Le operazioni militari delle truppe alleate erano cominciate in risposta ai fatti tragici dell’11 settembre 2001, quando con un’azione terroristica scenografica e letale, di cui fu ritenuto mandante Osama Bin Laden, due aerei si abbatterono sulle torri gemelle di New York, provocando tremila vittime. Fu uno shock per l’America e per il mondo.
La reazione, annunciata dall’allora presidente Bush figlio come “guerra al terrore”, fu immediata e pesante: prima che scoccasse un mese dagli attentati, il 7 ottobre, ebbe inizio l’invasione del territorio afghano talebano ad opera delle forze locali loro nemiche dell’Alleanza del Nord, supportate da Usa e Nato. Un’operazione nata per punire l’autore di una strage che, per la prima volta nella storia, aveva colpito gli americani in casa loro e finalizzata anche ad esportare democrazia e civiltà in un paese descritto come uno tra i più belli e poveri del mondo.

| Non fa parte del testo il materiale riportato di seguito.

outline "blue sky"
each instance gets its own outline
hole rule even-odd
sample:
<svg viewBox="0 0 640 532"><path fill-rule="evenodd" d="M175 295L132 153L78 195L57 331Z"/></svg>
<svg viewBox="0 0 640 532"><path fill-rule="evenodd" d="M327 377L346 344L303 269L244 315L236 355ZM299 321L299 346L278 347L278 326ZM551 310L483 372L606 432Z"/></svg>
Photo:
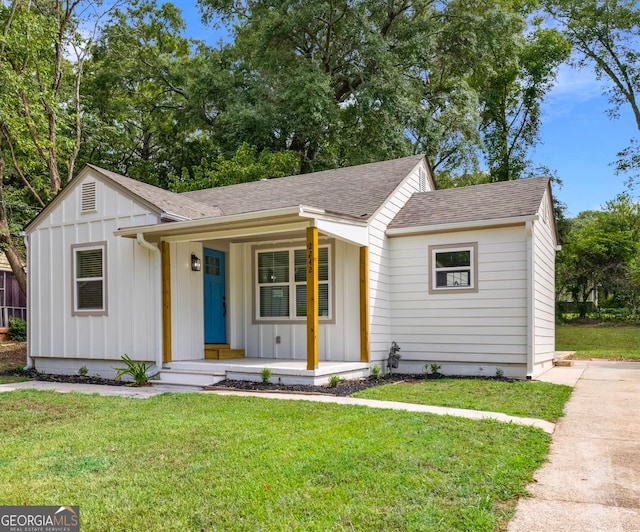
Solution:
<svg viewBox="0 0 640 532"><path fill-rule="evenodd" d="M176 5L187 22L186 34L215 45L221 34L200 22L195 0ZM626 190L626 177L617 176L611 163L637 130L626 109L617 120L606 115L609 105L602 88L592 71L563 66L543 105L542 140L531 158L555 170L562 180L561 187L554 187L554 195L567 205L569 217L598 209Z"/></svg>

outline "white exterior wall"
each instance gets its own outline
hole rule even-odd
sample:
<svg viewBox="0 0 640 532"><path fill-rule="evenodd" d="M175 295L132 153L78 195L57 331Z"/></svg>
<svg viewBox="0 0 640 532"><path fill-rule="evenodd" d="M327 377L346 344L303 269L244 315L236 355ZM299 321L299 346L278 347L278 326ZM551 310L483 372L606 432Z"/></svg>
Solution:
<svg viewBox="0 0 640 532"><path fill-rule="evenodd" d="M322 245L325 240L320 240ZM283 242L283 247L304 247L304 240ZM231 244L228 254L227 316L229 343L244 348L247 357L306 360L306 322L256 324L254 322L253 246L256 243ZM321 361L360 360L359 248L333 241L331 276L333 281L335 323L320 320L318 333ZM280 343L276 343L276 337Z"/></svg>
<svg viewBox="0 0 640 532"><path fill-rule="evenodd" d="M394 191L389 201L369 223L369 361L386 360L393 340L391 334L391 297L395 286L390 277L390 240L387 226L414 192L420 191L419 169L428 172L421 162ZM427 189L430 190L429 180Z"/></svg>
<svg viewBox="0 0 640 532"><path fill-rule="evenodd" d="M203 272L191 270L191 254L204 263L202 244L170 244L171 256L171 359L204 358Z"/></svg>
<svg viewBox="0 0 640 532"><path fill-rule="evenodd" d="M478 292L429 294L431 245L478 243ZM524 225L391 239L391 340L400 372L437 363L445 374L524 378L527 264Z"/></svg>
<svg viewBox="0 0 640 532"><path fill-rule="evenodd" d="M533 224L533 376L553 366L555 356L555 228L549 192Z"/></svg>
<svg viewBox="0 0 640 532"><path fill-rule="evenodd" d="M112 364L97 361L119 360L124 354L156 359L161 337L154 311L161 303L157 259L134 239L113 232L158 218L90 172L76 179L29 236L29 350L39 371L76 373L82 360L93 360L96 367L104 366L100 373L106 377ZM96 181L97 212L80 214L85 181ZM108 314L72 316L71 246L101 241L107 242ZM61 364L56 358L67 360Z"/></svg>

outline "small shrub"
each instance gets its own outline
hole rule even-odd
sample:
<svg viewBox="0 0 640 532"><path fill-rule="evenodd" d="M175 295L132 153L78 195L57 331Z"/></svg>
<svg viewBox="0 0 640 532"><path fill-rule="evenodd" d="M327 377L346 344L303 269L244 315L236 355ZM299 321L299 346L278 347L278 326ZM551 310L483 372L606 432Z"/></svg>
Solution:
<svg viewBox="0 0 640 532"><path fill-rule="evenodd" d="M9 318L9 339L24 342L27 339L27 322L22 318Z"/></svg>
<svg viewBox="0 0 640 532"><path fill-rule="evenodd" d="M135 362L126 354L122 355L122 361L125 363L124 368L113 368L117 371L116 380L120 380L124 375L129 375L136 386L143 386L149 383L147 371L151 365L147 365L145 362Z"/></svg>
<svg viewBox="0 0 640 532"><path fill-rule="evenodd" d="M271 380L271 375L273 375L273 373L269 368L262 368L262 371L260 372L260 377L262 378L262 382L267 384Z"/></svg>

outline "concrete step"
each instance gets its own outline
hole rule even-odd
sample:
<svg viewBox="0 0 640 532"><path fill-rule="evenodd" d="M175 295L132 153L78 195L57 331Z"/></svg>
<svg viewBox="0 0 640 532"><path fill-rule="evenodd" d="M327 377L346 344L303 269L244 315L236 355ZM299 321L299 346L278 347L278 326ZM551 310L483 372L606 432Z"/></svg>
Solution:
<svg viewBox="0 0 640 532"><path fill-rule="evenodd" d="M187 386L210 386L226 378L224 372L201 372L179 369L163 369L156 382L167 384L180 384Z"/></svg>

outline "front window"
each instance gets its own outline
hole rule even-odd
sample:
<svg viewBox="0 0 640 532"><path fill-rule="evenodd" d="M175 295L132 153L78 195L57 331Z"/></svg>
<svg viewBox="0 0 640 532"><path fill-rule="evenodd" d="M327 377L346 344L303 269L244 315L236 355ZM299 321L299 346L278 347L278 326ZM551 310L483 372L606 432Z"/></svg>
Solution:
<svg viewBox="0 0 640 532"><path fill-rule="evenodd" d="M73 313L107 312L106 244L73 246Z"/></svg>
<svg viewBox="0 0 640 532"><path fill-rule="evenodd" d="M307 316L305 248L257 251L256 318L293 320ZM318 313L330 318L329 246L318 248Z"/></svg>
<svg viewBox="0 0 640 532"><path fill-rule="evenodd" d="M430 291L477 291L477 244L431 246Z"/></svg>

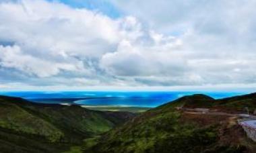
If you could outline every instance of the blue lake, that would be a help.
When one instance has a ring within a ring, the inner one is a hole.
[[[243,95],[246,92],[193,91],[22,91],[0,92],[1,95],[24,98],[35,103],[154,107],[185,95],[203,93],[215,99]],[[73,101],[70,100],[77,99]]]

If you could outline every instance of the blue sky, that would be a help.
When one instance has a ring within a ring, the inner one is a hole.
[[[107,0],[59,0],[59,1],[75,8],[86,8],[98,11],[113,18],[122,15],[121,11]]]
[[[0,1],[0,90],[254,91],[255,7]]]

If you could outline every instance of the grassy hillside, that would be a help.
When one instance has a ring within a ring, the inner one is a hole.
[[[246,103],[251,105],[255,97],[217,101],[203,95],[186,96],[148,111],[92,142],[90,140],[90,147],[86,142],[85,152],[254,152],[256,144],[247,138],[236,117],[187,113],[175,107],[221,106],[224,110],[235,102],[232,108],[237,109]]]
[[[0,96],[0,150],[56,152],[106,132],[134,115]]]

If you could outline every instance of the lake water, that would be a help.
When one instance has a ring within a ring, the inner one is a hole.
[[[247,93],[193,91],[22,91],[0,92],[0,95],[24,98],[35,103],[154,107],[185,95],[203,93],[215,99]],[[77,99],[70,101],[70,99]],[[79,100],[79,99],[84,99]],[[69,100],[67,100],[69,99]]]

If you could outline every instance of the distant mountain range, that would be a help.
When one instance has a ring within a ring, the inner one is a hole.
[[[0,152],[61,152],[134,116],[0,96]]]
[[[218,100],[185,96],[139,115],[1,96],[0,150],[255,152],[256,143],[236,121],[238,114],[255,109],[256,93]]]

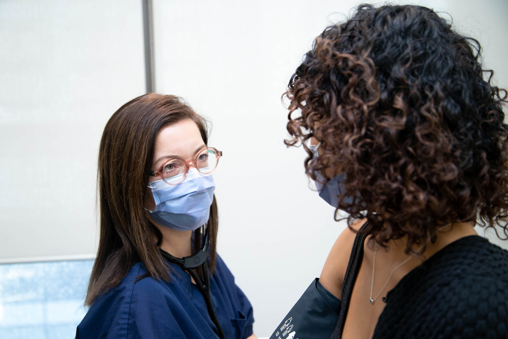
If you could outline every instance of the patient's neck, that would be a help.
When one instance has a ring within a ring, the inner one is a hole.
[[[447,245],[464,237],[469,235],[478,235],[476,231],[469,223],[455,223],[449,226],[442,228],[437,234],[437,240],[435,242],[429,242],[426,246],[423,252],[423,257],[420,259],[426,260],[435,254]],[[369,242],[369,247],[375,249],[377,246]],[[388,247],[387,249],[391,252],[392,258],[394,262],[403,260],[407,257],[405,253],[407,243],[407,237],[400,239],[390,240],[388,242]],[[422,244],[415,244],[412,246],[412,250],[416,252],[419,252],[422,248]],[[381,249],[379,249],[380,251]]]

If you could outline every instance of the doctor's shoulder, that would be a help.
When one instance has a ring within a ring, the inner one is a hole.
[[[137,324],[148,325],[154,316],[174,319],[171,304],[178,301],[165,288],[168,283],[146,273],[138,262],[119,284],[99,295],[78,326],[76,339],[133,337],[131,334]]]
[[[351,224],[351,228],[346,227],[342,231],[333,244],[321,271],[320,283],[339,299],[357,232],[366,221],[366,219],[356,220]]]

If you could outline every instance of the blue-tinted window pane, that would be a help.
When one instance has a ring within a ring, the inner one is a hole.
[[[0,265],[0,338],[73,338],[93,260]]]

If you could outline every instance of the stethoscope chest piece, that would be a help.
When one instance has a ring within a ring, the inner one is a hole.
[[[208,269],[208,248],[209,244],[208,228],[205,231],[205,236],[203,237],[203,248],[196,252],[196,253],[188,257],[176,258],[163,250],[160,250],[161,254],[167,260],[171,263],[179,265],[182,269],[187,272],[196,283],[196,286],[203,295],[206,304],[206,308],[212,322],[217,328],[217,335],[220,339],[226,339],[226,335],[223,330],[218,319],[215,314],[213,305],[212,304],[212,299],[210,296],[210,272]],[[195,268],[201,266],[203,271],[203,280],[200,279],[198,273],[194,270]]]

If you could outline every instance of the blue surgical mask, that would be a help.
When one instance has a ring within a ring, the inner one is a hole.
[[[310,145],[309,146],[313,153],[312,160],[315,159],[319,156],[318,150],[319,146],[319,145]],[[315,175],[316,180],[314,180],[314,182],[315,183],[319,196],[331,206],[336,208],[339,204],[340,196],[346,193],[345,187],[344,186],[345,175],[342,173],[340,173],[330,179],[326,185],[323,185],[325,178],[321,173],[316,172]],[[353,202],[353,198],[352,196],[347,196],[342,200],[342,202],[346,203],[352,203]],[[348,212],[348,211],[346,211]]]
[[[178,182],[182,176],[170,178],[169,182]],[[148,187],[152,190],[155,208],[153,211],[148,210],[150,216],[172,230],[194,231],[208,221],[215,187],[211,175],[203,176],[195,168],[176,185],[168,185],[162,179],[150,182]]]

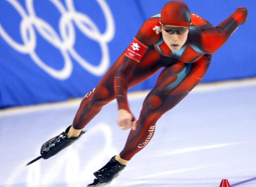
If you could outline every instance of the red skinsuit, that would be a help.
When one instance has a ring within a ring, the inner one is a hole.
[[[215,27],[191,14],[192,25],[187,41],[177,51],[170,50],[163,41],[160,14],[147,20],[99,84],[84,96],[74,119],[74,128],[83,128],[104,105],[116,98],[119,109],[131,112],[127,89],[163,68],[145,99],[136,130],[131,131],[121,157],[129,160],[144,148],[153,136],[157,120],[199,83],[209,67],[212,54],[246,21],[247,12],[245,8],[238,8]]]

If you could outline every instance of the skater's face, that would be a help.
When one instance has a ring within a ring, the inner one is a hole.
[[[172,51],[179,50],[188,38],[189,25],[184,27],[161,24],[163,39],[165,42]]]

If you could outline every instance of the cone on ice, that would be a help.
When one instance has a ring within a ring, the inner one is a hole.
[[[230,187],[230,185],[227,179],[222,179],[221,180],[221,185],[219,185],[219,187]]]

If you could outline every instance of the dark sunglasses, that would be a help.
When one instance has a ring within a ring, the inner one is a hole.
[[[178,34],[182,34],[187,31],[187,28],[192,24],[192,23],[190,22],[189,24],[185,27],[182,27],[178,28],[171,27],[169,27],[163,24],[161,22],[161,19],[159,20],[159,23],[162,25],[162,28],[163,28],[163,29],[170,34],[173,34],[175,33],[176,32]]]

Vent’anni di guerra si sono chiusi con un bilancio in perdita: dal punto di vista delle vittime e dei diritti. E il paese si è trovato più distrutto e più povero di prima con oltre il 50% della popolazione sotto la soglia di povertà.
Innanzitutto le perdite umane sono state tantissime e da entrambi i fronti: dei 775 mila soldati americani che in vent’anni hanno messo gli scarponi in Afghanistan ne sono morti circa 2500, più altri 4mila soldati mercenari che hanno combattuto pro Usa; poco meno di 21mila i feriti in operazione di guerra. Dalla parte degli afghani le vittime civili dell’operazione dichiarate sono state circa 4700.
Non è poi secondario il fatto che i diritti portati da vent’anni di presenze straniere – sia pure limitatamente ad alcune aree di maggior loro presenza – si siano sciolti più rapidamente della neve al sole, nonostante i primi proclami dei talebani vittoriosi in jeep e mitra.
La questione donne e bambine è centrale: donne con o senza velo, donne che lavorano o meno, bambine a scuola o no hanno segnato evoluzione e involuzione del paese. Tanto è vero che alla riconquista del potere i talebani si erano subito prodigati ad annunciare che i diritti delle donne non sarebbero stati toccati.
I fatti le hanno svelate promesse di facciata: ad oggi niente più scuola secondaria per le bambine, niente più lavoro per le donne, niente più possibilità di uscire di casa e camminare per strada se non accompagnate da un Mahra – un maschio di famiglia o un tutore – pena l’arresto. E le giornaliste in tv sono ricomparse velate e con le mani coperte.
In un report del 27 luglio scorso, Amnesty International definisce quella delle donne e bambine afghane una “morte al rallentatore”: i talebani violano i diritti di studio, lavoro, libertà di movimento e non si contano gli arresti e gli imprigionamenti, le torture e le sparizioni forzate delle manifestanti contro la reintroduzione di queste norme. Norme che, specifica il rapporto, “formano un sistema che discrimina le donne in ogni aspetto della loro vita. Ogni azione quotidiana è controllata e fortemente limitata con una oppressione soffocante che aumenta ogni giorno”.
I talebani avevano promesso altro. Evidentemente la loro cecità è tale per cui, soffocando le donne, non si rendono conto di soffocare la metà delle intelligenze del paese di cui sono alla guida, aggrappati al presente dei loro kalashnikov più che al progetto di costruire un futuro per i loro stessi figli.